Będę szczera – książka zawierająca wywiad bądź zbiór wywiadów kojarzy mi się raczej z wywiadem-rzeką z Moniką Richardson o tym, jak się do niej zwraca jej nowy partner. Forma lekka, łatwa i przyjemna, w sam raz po to, by się wyżalać, wywyższać i tym podobne słowa na literę w. Z tym większym zainteresowaniem sięgnęłam po książkę Gen ryzyka w sobie miał… O Jerzym Turowiczu. Książka ta to właśnie zestawienie wywiadów zebranych przez Joannę Podsadecką. Osiem osób opowiada o Jerzym Turowiczu – dziennikarzu i publicyście, wieloletnim redaktorze naczelnym „Tygodnika Powszechnego”. Będą szczegóły, czy nie będą?
Osobiste wspomnienia rozmówców Podsadeckiej ukazują nam Turowicza jako człowieka uczciwego, otwartego, doskonałego redaktora. Osobę dającą nadzieję, szansę ludziom młodym i niedoświadczonym, walczącą z donosicielstwem, usiłującą działać w czasach komuny. Uczciwość, szczerość, udzielający się spokój – cechy pożądane nie tylko w czasach pracy Jerzego Turowicza, ale również dziś. Niestety, nie da się ukryć, czasy się zmieniły i w zagonionej rzeczywistości często nie towarzyszą nam inne wartości. Jak stwierdził Kamil Janicki, Turowicz „zapisał się w jednym z tych tomów historii, które leżą na najwyższej półce w bibliotece i obrastają kurzem”. Źle, że tak się dzieje, ale… jeśli nie te ideały i postać Turowicza to o czym jeszcze przeczytamy wspominając jego osobę?

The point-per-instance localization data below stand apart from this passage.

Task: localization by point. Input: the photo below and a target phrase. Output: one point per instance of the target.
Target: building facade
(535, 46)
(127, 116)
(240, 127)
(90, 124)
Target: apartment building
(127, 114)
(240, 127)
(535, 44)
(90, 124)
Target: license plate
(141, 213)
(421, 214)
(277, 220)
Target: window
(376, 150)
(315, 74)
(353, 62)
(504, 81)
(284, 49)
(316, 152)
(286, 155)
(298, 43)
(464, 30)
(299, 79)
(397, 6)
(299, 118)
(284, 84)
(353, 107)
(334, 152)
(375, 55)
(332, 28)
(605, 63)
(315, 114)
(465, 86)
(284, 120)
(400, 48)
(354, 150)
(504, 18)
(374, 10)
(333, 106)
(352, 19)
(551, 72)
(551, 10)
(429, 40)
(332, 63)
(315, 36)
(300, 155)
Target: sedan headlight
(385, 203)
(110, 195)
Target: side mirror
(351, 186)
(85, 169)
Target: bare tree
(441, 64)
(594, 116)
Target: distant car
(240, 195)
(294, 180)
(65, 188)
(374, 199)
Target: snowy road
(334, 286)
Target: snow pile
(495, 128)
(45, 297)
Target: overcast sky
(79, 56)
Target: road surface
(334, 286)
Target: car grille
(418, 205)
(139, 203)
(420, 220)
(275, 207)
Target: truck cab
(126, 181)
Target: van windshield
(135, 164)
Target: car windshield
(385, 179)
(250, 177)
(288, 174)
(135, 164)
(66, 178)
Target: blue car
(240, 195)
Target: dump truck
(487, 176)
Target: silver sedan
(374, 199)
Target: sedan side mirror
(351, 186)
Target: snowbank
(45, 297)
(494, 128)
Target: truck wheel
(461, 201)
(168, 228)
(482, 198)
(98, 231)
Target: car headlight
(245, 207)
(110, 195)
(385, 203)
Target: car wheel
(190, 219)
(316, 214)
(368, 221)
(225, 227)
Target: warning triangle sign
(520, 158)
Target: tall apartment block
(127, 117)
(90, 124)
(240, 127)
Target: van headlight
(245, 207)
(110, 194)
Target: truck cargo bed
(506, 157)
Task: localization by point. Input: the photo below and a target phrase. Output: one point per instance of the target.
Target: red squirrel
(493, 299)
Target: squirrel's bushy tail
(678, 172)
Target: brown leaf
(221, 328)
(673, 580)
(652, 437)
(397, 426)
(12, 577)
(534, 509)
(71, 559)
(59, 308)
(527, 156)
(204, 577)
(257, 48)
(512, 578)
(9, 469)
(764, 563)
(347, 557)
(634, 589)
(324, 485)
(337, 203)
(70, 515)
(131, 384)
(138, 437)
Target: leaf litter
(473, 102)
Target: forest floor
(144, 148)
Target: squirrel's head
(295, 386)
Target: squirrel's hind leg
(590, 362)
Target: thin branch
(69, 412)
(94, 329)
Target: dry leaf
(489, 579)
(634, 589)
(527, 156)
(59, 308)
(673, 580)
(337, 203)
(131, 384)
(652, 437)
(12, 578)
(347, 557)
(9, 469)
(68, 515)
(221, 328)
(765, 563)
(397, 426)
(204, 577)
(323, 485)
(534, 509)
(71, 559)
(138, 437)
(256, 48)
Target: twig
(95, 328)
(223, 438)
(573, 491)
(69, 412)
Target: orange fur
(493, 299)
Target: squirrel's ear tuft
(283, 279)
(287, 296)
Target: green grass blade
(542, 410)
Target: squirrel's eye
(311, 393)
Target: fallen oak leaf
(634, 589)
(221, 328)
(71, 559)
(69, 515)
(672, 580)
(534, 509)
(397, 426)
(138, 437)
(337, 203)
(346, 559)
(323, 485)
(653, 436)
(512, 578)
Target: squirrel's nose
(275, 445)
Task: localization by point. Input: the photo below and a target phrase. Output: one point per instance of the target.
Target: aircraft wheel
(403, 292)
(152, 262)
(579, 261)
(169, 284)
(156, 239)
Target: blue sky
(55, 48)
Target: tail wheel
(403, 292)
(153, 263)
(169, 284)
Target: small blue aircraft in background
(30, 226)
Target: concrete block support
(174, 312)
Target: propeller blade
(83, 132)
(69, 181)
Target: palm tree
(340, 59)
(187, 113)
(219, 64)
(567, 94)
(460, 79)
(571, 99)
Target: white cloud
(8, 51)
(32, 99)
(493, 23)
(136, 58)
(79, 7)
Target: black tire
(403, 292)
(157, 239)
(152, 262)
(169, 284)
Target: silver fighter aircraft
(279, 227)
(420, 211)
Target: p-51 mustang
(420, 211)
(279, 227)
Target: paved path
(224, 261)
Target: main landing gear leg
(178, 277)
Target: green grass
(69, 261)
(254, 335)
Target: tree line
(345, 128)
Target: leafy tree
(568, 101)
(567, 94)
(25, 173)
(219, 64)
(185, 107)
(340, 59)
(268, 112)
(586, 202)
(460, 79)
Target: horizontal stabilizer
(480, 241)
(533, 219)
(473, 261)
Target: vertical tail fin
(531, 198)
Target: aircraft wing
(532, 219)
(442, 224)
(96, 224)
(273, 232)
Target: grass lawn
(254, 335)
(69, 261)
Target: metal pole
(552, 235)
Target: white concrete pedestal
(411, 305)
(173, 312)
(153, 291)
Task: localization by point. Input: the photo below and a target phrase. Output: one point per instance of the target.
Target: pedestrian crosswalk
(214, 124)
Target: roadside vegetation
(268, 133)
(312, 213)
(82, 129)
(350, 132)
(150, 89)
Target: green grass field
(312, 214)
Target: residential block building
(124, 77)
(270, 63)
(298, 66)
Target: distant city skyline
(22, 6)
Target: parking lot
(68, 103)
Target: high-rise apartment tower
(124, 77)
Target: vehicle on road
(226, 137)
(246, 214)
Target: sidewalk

O kościele w czasach komuny. Dziś jedni fanatycznie bronią instytucji kościoła, inni zarzucają brak zorientowania na współczesne problemy wiernych. Niezależnie od dzisiejszych nawoływań w czasach PRL-u kościół odgrywał niebagatelną rolę w walce o swobody obywatelskie. Gdy Karol Wojtyła zasiadł na Stolicy Piotrowej, władza nie zaniechała walki z kościołem – wybór Polaka na papieża niósł ze sobą „zbyt wiele” nadziei dla narodu polskiego. O mniej lub bardziej owocnej współpracy „Tygodnika Powszechnego” z przedstawicielami kościoła opowiadają właśnie pzyjaciele Jerzego Turowicza.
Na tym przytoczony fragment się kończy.